What is the probability that the random variable will assume a value between 45 and 55 empirical rule?

The empirical rule, also referred to as the three-sigma rule or 68-95-99.7 rule, is a statistical rule which states that for a normal distribution, almost all observed data will fall within three standard deviations (denoted by σ) of the mean or average (denoted by µ).

In particular, the empirical rule predicts that 68% of observations falls within the first standard deviation (µ ± σ), 95% within the first two standard deviations (µ ± 2σ), and 99.7% within the first three standard deviations (µ ± 3σ).
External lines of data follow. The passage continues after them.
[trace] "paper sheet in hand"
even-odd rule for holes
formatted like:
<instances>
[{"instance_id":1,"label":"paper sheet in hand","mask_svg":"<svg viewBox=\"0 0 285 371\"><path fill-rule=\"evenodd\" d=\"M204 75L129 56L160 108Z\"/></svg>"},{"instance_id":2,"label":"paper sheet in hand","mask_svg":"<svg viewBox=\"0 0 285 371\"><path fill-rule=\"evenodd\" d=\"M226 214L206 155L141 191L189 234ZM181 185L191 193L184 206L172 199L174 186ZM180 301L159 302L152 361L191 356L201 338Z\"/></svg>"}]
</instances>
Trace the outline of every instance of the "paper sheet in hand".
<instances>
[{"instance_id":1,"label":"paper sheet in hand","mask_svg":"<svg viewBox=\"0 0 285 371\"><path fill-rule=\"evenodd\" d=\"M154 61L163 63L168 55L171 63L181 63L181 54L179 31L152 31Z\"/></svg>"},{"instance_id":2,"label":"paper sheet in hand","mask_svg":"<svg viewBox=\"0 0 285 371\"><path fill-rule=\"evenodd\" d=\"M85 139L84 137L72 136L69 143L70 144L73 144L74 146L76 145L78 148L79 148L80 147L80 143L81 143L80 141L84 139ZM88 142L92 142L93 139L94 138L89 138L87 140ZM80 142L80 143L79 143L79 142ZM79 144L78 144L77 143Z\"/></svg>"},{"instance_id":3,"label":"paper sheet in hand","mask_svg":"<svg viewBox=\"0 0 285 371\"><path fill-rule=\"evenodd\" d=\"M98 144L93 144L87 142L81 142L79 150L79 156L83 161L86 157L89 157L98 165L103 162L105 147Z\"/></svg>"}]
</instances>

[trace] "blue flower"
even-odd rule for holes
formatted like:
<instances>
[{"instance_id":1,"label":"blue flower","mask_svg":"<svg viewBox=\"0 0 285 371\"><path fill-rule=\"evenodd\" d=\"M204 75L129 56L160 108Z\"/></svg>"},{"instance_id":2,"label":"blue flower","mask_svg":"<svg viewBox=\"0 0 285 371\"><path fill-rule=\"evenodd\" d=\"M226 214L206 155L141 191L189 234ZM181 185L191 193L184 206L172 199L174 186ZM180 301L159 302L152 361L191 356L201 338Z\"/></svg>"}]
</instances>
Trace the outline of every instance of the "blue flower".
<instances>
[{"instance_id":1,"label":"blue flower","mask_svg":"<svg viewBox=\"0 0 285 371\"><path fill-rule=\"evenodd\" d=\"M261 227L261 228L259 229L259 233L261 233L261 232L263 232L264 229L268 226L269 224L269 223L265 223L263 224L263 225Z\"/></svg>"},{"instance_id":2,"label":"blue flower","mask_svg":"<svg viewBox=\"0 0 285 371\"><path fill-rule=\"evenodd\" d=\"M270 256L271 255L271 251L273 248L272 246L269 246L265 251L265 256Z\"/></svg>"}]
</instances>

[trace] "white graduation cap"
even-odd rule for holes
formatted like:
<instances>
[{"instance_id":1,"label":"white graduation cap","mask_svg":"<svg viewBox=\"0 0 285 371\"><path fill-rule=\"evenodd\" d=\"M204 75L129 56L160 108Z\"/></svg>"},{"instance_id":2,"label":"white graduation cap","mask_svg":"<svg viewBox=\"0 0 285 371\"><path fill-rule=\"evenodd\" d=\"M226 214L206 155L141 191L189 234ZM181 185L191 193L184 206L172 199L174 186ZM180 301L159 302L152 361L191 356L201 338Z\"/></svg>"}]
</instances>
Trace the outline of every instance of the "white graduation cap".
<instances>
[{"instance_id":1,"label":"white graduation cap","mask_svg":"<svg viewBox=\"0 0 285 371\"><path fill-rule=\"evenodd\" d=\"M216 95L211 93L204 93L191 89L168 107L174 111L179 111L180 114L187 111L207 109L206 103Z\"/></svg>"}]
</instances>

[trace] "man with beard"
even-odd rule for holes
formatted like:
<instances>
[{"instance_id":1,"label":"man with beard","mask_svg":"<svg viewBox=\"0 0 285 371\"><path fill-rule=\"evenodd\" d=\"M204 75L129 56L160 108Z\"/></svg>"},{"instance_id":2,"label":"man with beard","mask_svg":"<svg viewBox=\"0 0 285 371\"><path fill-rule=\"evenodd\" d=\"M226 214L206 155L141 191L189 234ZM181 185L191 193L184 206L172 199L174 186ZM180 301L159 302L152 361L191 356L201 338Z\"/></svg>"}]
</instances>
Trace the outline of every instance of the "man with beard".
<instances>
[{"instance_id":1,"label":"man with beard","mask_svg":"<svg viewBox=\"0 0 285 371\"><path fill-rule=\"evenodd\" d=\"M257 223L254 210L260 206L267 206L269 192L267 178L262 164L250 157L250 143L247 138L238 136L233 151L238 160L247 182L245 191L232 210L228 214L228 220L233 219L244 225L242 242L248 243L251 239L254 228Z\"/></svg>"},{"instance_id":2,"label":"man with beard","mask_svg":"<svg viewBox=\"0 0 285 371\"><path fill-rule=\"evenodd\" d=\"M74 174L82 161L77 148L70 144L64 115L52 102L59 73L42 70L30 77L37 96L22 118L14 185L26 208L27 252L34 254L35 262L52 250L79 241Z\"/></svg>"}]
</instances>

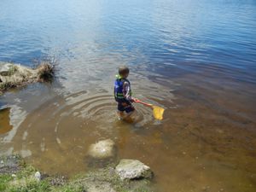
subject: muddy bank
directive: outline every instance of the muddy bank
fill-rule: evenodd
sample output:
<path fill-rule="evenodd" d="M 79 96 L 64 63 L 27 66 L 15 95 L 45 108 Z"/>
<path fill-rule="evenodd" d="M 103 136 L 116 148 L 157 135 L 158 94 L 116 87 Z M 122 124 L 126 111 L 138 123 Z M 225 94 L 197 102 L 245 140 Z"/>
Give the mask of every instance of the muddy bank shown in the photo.
<path fill-rule="evenodd" d="M 55 62 L 51 61 L 42 61 L 35 68 L 0 62 L 0 95 L 11 88 L 35 82 L 50 81 L 54 73 Z"/>
<path fill-rule="evenodd" d="M 122 180 L 115 165 L 67 178 L 42 173 L 19 155 L 0 157 L 0 191 L 154 191 L 148 179 Z"/>

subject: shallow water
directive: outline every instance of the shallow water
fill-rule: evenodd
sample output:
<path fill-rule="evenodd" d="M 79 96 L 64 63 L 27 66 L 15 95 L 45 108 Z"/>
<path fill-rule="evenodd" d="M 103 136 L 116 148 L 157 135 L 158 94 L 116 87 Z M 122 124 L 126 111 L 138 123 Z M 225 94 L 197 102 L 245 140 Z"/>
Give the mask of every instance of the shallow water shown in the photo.
<path fill-rule="evenodd" d="M 148 165 L 158 191 L 256 189 L 255 1 L 3 1 L 0 61 L 55 56 L 52 84 L 0 97 L 1 154 L 43 172 L 88 170 L 90 144 Z M 166 108 L 119 121 L 117 67 L 135 96 Z"/>

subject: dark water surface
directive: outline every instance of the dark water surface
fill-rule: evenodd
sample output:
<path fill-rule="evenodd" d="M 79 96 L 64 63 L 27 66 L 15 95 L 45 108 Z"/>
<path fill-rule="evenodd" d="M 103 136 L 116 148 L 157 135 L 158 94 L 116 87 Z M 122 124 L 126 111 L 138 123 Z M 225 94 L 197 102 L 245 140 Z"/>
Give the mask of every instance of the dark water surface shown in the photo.
<path fill-rule="evenodd" d="M 119 158 L 153 169 L 158 191 L 255 191 L 254 0 L 2 0 L 0 61 L 45 56 L 59 60 L 52 84 L 0 97 L 1 154 L 72 176 L 88 170 L 90 144 L 112 138 Z M 124 64 L 164 120 L 139 104 L 136 123 L 117 119 Z"/>

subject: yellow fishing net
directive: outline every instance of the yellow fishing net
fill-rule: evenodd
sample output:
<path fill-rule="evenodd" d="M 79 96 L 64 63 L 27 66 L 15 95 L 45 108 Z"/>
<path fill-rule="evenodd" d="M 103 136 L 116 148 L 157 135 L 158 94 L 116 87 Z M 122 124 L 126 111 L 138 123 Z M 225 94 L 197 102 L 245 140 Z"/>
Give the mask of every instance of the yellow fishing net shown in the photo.
<path fill-rule="evenodd" d="M 154 106 L 154 105 L 152 106 L 152 108 L 153 108 L 154 117 L 158 120 L 163 119 L 163 114 L 164 114 L 165 109 L 160 107 Z"/>

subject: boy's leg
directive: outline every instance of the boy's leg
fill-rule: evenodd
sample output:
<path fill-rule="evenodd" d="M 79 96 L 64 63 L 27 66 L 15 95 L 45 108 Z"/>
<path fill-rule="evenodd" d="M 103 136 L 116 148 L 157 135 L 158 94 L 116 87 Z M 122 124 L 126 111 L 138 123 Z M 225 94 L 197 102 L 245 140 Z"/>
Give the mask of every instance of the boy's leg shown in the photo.
<path fill-rule="evenodd" d="M 122 103 L 120 103 L 120 102 L 118 103 L 117 114 L 119 116 L 119 119 L 123 119 L 125 118 L 125 108 L 122 105 Z"/>

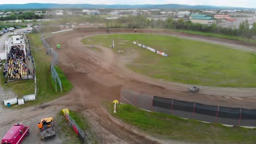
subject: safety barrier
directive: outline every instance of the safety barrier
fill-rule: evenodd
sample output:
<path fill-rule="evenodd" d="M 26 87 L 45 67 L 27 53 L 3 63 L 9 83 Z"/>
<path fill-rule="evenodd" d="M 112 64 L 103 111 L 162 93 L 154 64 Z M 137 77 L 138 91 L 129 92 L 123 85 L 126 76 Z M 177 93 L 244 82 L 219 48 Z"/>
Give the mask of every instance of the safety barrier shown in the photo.
<path fill-rule="evenodd" d="M 155 49 L 154 49 L 153 48 L 150 47 L 149 46 L 146 46 L 146 45 L 142 45 L 142 44 L 137 44 L 137 42 L 133 41 L 133 44 L 137 45 L 138 46 L 142 47 L 143 48 L 146 49 L 147 50 L 149 50 L 150 51 L 155 52 L 155 53 L 158 53 L 159 55 L 164 56 L 165 57 L 167 57 L 168 56 L 168 55 L 167 53 L 164 53 L 163 52 L 158 51 L 156 50 L 155 50 Z"/>
<path fill-rule="evenodd" d="M 59 77 L 59 74 L 54 68 L 54 65 L 58 64 L 58 53 L 54 51 L 53 48 L 51 48 L 50 45 L 44 40 L 43 34 L 41 34 L 41 41 L 44 45 L 44 48 L 46 49 L 46 53 L 50 55 L 53 58 L 53 61 L 51 63 L 51 73 L 53 79 L 55 83 L 56 91 L 57 91 L 57 81 L 60 88 L 61 92 L 62 92 L 62 87 L 61 81 Z"/>
<path fill-rule="evenodd" d="M 151 111 L 200 121 L 256 127 L 256 110 L 207 105 L 122 89 L 120 101 Z"/>
<path fill-rule="evenodd" d="M 25 104 L 24 99 L 19 99 L 18 100 L 18 105 L 23 105 Z"/>
<path fill-rule="evenodd" d="M 27 35 L 26 34 L 25 34 L 26 37 L 25 37 L 27 39 L 27 42 L 28 42 L 28 44 L 29 45 L 29 46 L 30 46 L 30 39 L 28 38 L 28 37 L 27 37 Z M 30 53 L 30 55 L 31 55 L 32 56 L 32 57 L 34 57 L 34 56 L 33 56 L 33 53 L 32 52 L 31 52 L 31 53 Z M 37 67 L 36 67 L 36 62 L 34 63 L 33 63 L 34 64 L 34 69 L 36 70 L 37 70 Z M 37 75 L 36 75 L 36 73 L 35 73 L 34 74 L 34 95 L 36 96 L 36 97 L 37 97 Z"/>
<path fill-rule="evenodd" d="M 78 125 L 77 125 L 77 124 L 75 123 L 75 121 L 69 115 L 69 111 L 68 111 L 68 109 L 63 109 L 62 111 L 66 117 L 66 118 L 68 121 L 70 127 L 73 128 L 77 135 L 78 136 L 79 139 L 83 141 L 83 143 L 88 143 L 88 139 L 86 135 L 80 128 Z"/>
  • The Empirical Rule states that 99.7% of data observed following a normal distribution lies within 3 standard deviations of the mean.
  • Under this rule, 68% of the data falls within one standard deviation, 95% percent within two standard deviations, and 99.7% within three standard deviations from the mean.
  • Three-sigma limits that follow the empirical rule are used to set the upper and lower control limits in statistical quality control charts and in risk analysis such as VaR.

The empirical rule is used often in statistics for forecasting final outcomes. After calculating the standard deviation and before collecting exact data, this rule can be used as a rough estimate of the outcome of the impending data to be collected and analyzed.

This probability distribution can thus be used as an interim heuristic since gathering the appropriate data may be time-consuming or even impossible in some cases. Such considerations come into play when a firm is reviewing its quality control measures or evaluating its risk exposure. For instance, the frequently used risk tool known as value-at-risk (VaR) assumes that the probability of risk events follows a normal distribution.

The empirical rule is also used as a rough way to test a distribution's "normality". If too many data points fall outside the three standard deviation boundaries, this suggests that the distribution is not normal and may be skewed or follow some other distribution.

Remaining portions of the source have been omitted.